Black Body Spectrum Comparison
- Object Q1 peaks at 100 nm
- Object O2 peaks at 600 nm
Calculating Power Emitted
- According to Wien's displacement law, the peak wavelength and temperature of a black body are inversely proportional. Since O1 peaks at 100 nm and O2 at 600 nm, the temperature of O1 is higher than that of O2.
- The power emitted per unit area by a black body is given by Stefan-Boltzmann law: P = σT^4, where σ is the Stefan-Boltzmann constant and T is the temperature.
- As the temperature of O1 is higher than O2, the power emitted per unit area by O1 is greater than that of O2.
Calculating the Ratio
- Since the power emitted per unit area is proportional to T^4, if the temperature of O1 is x times higher than O2, then the ratio of power emitted is (x^4) : 1.
- As the temperatures are in the inverse ratio of the peak wavelengths, O1 temperature is 6 times higher than O2 (600/100 = 6).
- Therefore, the ratio of power emitted per unit area by source O1 to that of source O2 is 6^4 : 1 = 1296 : 1, which simplifies to 81 : 1.
Therefore, the correct answer is option D) 81 : 1.
- Object Q1 peaks at 100 nm
- Object O2 peaks at 600 nm
Calculating Power Emitted
- According to Wien's displacement law, the peak wavelength and temperature of a black body are inversely proportional.
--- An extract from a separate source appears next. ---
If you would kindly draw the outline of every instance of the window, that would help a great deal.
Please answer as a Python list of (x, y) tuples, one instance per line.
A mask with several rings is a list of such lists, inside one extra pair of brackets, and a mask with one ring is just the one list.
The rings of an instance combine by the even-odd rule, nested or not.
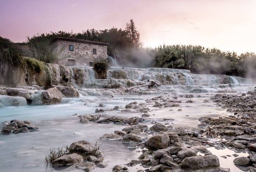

Since O1 peaks at 100 nm and O2 at 600 nm, the temperature of O1 is higher than that of O2.
- The power emitted per unit area by a black body is given by Stefan-Boltzmann law: P = σT^4, where σ is the Stefan-Boltzmann constant and T is the temperature.
- As the temperature of O1 is higher than O2, the power emitted per unit area by O1 is greater than that of O2.
Calculating the Ratio
- Since the power emitted per unit area is proportional to T^4, if the temperature of O1 is x times higher than O2, then the ratio of power emitted is (x^4) : 1.
- As the temperatures are in the inverse ratio of the peak wavelengths, O1 temperature is 6 times higher than O2 (600/100 = 6).
- Therefore, the ratio of power emitted per unit area by source O1 to that of source O2 is 6^4 : 1 = 1296 : 1, which simplifies to 81 : 1.
Therefore, the correct answer is option D) 81 : 1.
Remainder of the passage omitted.